ERA versions also have been utilized in courts to argue for the legalization of “homosexual marriage” in states such as Hawaii, Maryland and New Mexico, the Family Research Council said.
The failure in Arkansas dealt a significant setback to what has become known as the “three-state strategy” by ERA advocates.
They contend the ERA does not need to go through the process all over again 25 years after it failed, basing their argument partly on the ratification of the 27th Amendment, which limits congressional pay raises. That amendment, proposed in 1789, was passed by the final state needed in 1992, nearly 203 years later.
ERA supporters argue their amendment needs only three more states to approve it in addition to the 35 that endorsed it in the 1970s.
Opponents point out, however, the ERA had a seven-year timetable for ratification, unlike the 1789 measure that became the 27th Amendment.
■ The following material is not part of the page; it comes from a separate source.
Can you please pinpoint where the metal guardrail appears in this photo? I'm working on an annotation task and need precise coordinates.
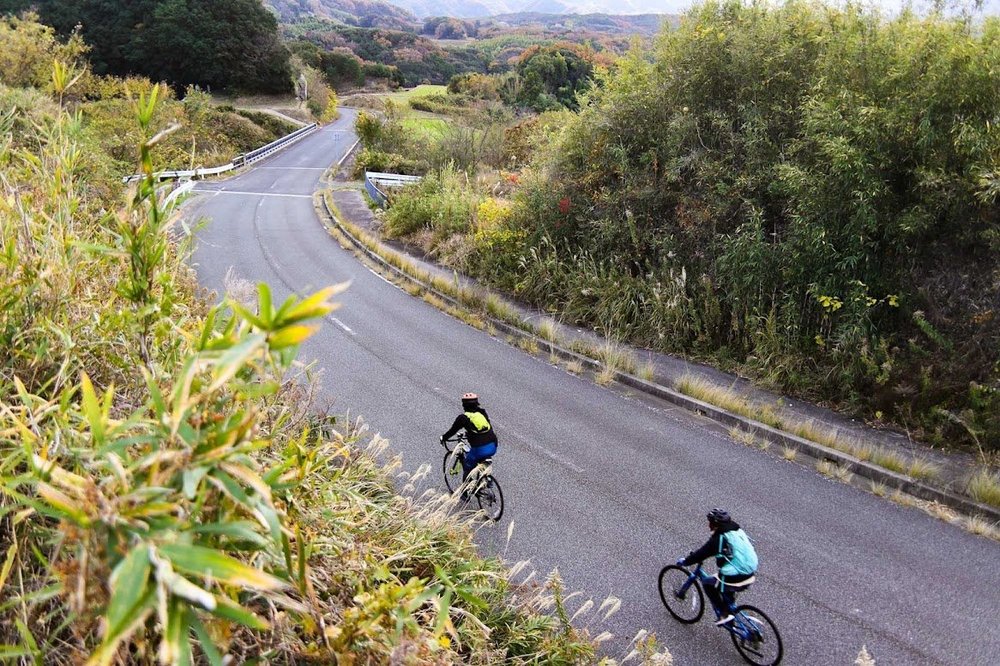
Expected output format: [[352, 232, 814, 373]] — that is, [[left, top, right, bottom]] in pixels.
[[123, 123, 318, 183], [364, 171, 423, 209]]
Even when Congress extended the deadline by three years to 1982, ERA advocates could not add to the 35 states that had ratified it by 1979. In addition, five of the 35 states that approved the ERA later voted to rescind their ratifications, an action that has yet to be ruled on by the Supreme Court as to its constitutionality.
Ratification of a constitutional amendment requires passage by three-fourths, or 38, of the states after a two-thirds vote in both the U.S. Senate and House of Representatives.
In addition to Arkansas, the other 14 states that never ratified the ERA are Alabama, Arizona, Florida, Georgia, Illinois, Louisiana, Mississippi, Missouri, Nevada, North Carolina, Oklahoma, South Carolina, Utah and Virginia.
New ERA resolutions also have been introduced in the legislatures of Arizona, Florida, Illinois, Missouri and Virginia, according to 4ERA, a national organization promoting the amendment’s ratification.
The ERA’s text says: “Equality of rights under the law shall not be denied or abridged by the United States or by any state on account of sex.”